I suppose such external 'presentation' matters to a genderist.

Lynnikins · 31/12/2023 16:52

The article is a total load of rubbish (archaeological fact wise). I don't know where she derived her ideas ... certainly not from archaeologists who've worked at Çatal Höyük. ... Not that even that's ever stopped the wild flights of fancy the site has been used to support in the past.

(Signed: an archaeologist)

rochethenut · 31/12/2023 16:56

Lynnikins · 31/12/2023 16:52

The article is a total load of rubbish (archaeological fact wise). I don't know where she derived her ideas ... certainly not from archaeologists who've worked at Çatal Höyük. ... Not that even that's ever stopped the wild flights of fancy the site has been used to support in the past.

(Signed: an archaeologist)

comment on the article itself, she will read!!

nepeta · 31/12/2023 18:39

I suppose the major point of the opinion piece worth discussing if it indeed is true now (or ever has been true) that getting older always gives women more political/sociological/psychological clout in their communities.

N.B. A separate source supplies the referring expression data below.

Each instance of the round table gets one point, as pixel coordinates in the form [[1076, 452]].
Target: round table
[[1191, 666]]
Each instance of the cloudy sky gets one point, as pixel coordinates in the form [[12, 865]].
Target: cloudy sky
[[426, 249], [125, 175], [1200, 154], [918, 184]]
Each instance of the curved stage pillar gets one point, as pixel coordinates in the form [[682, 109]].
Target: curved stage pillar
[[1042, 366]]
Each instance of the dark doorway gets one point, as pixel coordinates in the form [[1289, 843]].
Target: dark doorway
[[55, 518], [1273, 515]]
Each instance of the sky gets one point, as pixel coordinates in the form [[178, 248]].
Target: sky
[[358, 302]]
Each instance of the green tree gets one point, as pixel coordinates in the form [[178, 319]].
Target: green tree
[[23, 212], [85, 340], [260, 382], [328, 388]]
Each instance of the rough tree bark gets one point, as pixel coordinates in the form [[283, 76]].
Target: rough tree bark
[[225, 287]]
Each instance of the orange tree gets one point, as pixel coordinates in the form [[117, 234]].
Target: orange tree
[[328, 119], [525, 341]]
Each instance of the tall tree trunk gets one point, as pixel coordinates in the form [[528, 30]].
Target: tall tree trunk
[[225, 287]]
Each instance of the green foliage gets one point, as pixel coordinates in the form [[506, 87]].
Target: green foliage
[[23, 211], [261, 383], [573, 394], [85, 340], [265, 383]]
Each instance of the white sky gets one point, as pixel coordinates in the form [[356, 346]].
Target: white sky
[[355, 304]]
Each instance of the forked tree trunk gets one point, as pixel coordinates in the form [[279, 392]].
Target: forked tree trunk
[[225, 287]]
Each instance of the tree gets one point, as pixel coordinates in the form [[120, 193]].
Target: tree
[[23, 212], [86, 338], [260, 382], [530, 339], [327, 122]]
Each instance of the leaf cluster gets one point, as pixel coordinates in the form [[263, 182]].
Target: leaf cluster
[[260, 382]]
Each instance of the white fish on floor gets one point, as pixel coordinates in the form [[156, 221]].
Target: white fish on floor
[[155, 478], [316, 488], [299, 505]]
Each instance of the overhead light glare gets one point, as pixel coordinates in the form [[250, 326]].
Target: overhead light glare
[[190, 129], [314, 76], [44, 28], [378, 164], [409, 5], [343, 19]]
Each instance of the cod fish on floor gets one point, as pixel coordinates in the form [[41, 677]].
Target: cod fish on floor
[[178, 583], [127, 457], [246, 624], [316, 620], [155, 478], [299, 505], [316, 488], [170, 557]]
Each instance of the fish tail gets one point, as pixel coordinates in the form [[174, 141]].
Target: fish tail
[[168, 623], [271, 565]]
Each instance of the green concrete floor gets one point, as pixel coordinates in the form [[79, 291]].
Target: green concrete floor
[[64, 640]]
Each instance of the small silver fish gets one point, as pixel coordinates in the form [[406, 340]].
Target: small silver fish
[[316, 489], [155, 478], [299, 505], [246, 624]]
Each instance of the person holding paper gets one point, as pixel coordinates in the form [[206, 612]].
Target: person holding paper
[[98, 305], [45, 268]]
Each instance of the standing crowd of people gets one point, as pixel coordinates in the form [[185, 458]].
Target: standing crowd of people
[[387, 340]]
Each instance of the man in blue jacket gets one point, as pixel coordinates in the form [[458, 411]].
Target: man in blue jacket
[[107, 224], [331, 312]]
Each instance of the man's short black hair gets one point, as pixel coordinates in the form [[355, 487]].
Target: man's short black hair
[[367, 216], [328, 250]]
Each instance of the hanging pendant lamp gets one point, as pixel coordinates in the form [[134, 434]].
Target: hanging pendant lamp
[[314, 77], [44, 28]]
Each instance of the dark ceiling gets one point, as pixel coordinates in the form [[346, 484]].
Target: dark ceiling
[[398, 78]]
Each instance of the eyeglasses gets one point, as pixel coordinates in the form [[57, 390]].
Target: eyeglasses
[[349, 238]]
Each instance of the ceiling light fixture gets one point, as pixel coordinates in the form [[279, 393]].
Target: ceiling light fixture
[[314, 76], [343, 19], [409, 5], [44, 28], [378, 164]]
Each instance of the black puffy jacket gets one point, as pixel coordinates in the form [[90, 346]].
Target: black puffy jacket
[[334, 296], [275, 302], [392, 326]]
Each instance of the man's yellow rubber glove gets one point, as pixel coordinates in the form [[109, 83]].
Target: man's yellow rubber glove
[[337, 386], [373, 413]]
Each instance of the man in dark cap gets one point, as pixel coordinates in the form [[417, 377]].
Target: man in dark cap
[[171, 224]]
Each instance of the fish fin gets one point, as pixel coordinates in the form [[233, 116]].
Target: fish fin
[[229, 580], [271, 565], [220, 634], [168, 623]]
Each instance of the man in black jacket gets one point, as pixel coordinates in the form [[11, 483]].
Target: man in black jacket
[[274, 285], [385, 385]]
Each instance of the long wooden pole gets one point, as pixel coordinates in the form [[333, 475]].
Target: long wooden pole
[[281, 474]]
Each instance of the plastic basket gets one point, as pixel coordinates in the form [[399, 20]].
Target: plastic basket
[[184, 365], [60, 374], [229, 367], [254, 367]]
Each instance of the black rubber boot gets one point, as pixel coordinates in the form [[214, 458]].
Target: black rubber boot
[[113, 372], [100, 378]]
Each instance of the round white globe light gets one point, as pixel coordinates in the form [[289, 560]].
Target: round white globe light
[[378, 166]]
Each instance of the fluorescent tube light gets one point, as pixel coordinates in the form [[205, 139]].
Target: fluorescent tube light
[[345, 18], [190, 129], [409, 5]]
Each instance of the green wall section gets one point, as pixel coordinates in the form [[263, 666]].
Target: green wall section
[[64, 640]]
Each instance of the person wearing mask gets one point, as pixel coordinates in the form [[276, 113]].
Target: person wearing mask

It probably has partially been the case, such as the great power of mothers-in-law over their sons wives and grandchildren in many patriarchal and patrilocal communities where women have no standing until they give birth to sons and even then not much until that mother-in-law stage where they can order the daughters-in-law in the house. That has preceded with the stage where they were bossed about and seen as inferior, of course, given that they moved into their husbands homes to begin with.

And perhaps older queens had more power? And it could be the case that the same types of forces work for women in management and in politics as work for men in patriarchies where a handful of older men rule much?

But I doubt that this is true of the average women working average jobs etc, though I would be happy to be wrong here. Very happy!

Still, the invisibility of older women is because sexual desirability is partly why younger women are 'seen' (and much of that is not a good thing), so once a woman is no longer deemed beddable, whether she will be listened to if she is invisible in these ways is a good question to ask.

LondonLass91 · 31/12/2023 19:34

What's she talking about? Older women letting themselves go, sliding into invisibility, becoming no different to men? She wants to take a trip to my neck of the woods, Havering. I can assure you the many women aged 80s and 90s around here tend to be not only physically sprightly but also very glamorous. The writer is 43? Pah, I am nearly 50 and can assure you, I feel fabulous. Lipstick or not. Perhaps she needs to enlarge her circle of friends..I think all that mingling with Owen Jones et al may be making her a tad negative..

Villagetoraiseachild · 01/01/2024 12:21

Fabulous, now we have an archaeologist on here!

Do you have a theory@Lynnikins ?
Is that a bag of shopping she has betwixt her legs on a day out with the dogs, or is she a fecund mother goddess, birthing a child?
I have to say she looks curiously like a frozen in time Kim Woodburn from her left profile.
And is she a contemporary of the Venus of Willendorf, or much earlier/later?